Matt Drudge reports that NBC, in a sudden attack of conscience, has refused to run ads for "Shut Up And Sing," the rockumentary-turned-sociopolitical-exegesis that follows the Dixie Chicks before, during and after singer Natalie Maines' infamous anti-Bush statements at a London concert in 2003. According to reports, the network stated that it "cannot accept these spots as they are disparaging to President Bush." Meanwhile, the CW may or may not have rejected the ads as well; while Drudge maintains that the fledgling network declined to run the ads, saying it does "not have appropriate programming in which to schedule this spot," Variety refuted this claim with the following statement from a CW spokesman: "That's not true. The spot was not declined. In fact, we were told they were not going to make a national spot buy on CW." Harvey Weinstein, whose production company releases the film nationwide on November 10th, made the following statement: "It's a sad commentary about the level of fear in our society that a movie about a group of courageous entertainers who were blacklisted for exercising their right of free speech is now itself being blacklisted by corporate America. The idea that anyone should be penalized for criticizing the president is sad and profoundly un-American."

Possible M&M deficiencies aside, Harvey hit the nail on this one. NBC's upturned nose reeks of a political agenda, not to mention a heaping dose of hypocrisy. Ads for a movie about a music group scandal, suddenly unfit for airtime because the film's subjects criticize the president? Isn't this the network that's housed the unabashedly liberal "West Wing" for the past seven years? All this concern for not tarnishing Bush's image seems like a sharp departure from NBC's precedent-setting actions in the past, such as their pro-Kerry coverage of the 2004 Swift Boat scandal. Meanwhile, the network can hardly claim to steer clear of all politically-charged ads; spots run at will during shows like "Meet The Press" for such right-leaning entities as Learnaboutcoal.org, the partisanship of which is hardly a secret.

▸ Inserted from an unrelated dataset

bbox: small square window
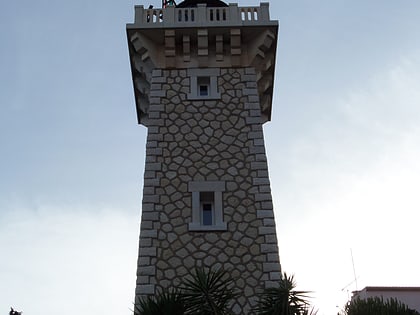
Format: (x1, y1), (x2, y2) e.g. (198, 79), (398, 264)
(187, 69), (221, 100)
(188, 181), (227, 231)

NBC's burst of moral superiority comes on the heels of Fox, CNN and NPR refusing to run ads for "Death of a President," which depicts a realistic enactment of Bush's assassination, so maybe NBC feels this is its moment to shed the outsider complex and step into the regime line behind its fellow media. Still, the two films aren't exactly comparable; while "Shut Up and Sing" treats both the Chicks and their political views with sympathy, at no point does the movie mention killing anyone (except for the death threats aimed at Maines herself as a result of her remarks - ahh the irony).

Oh, and one last thing - before NBC execs erect their statutes on the altar of advertising integrity, ETP couldn't help but notice that the network's new meta-sitcom, "30 Rock," contained a plot point in the pilot s pegged on an actual GE three-way convection oven — then followed up with a commercial for the oven during the second episode. Funny how a GE-owned network manages to plug GE goods and still tout its ethical approach to endorsement of commercial products.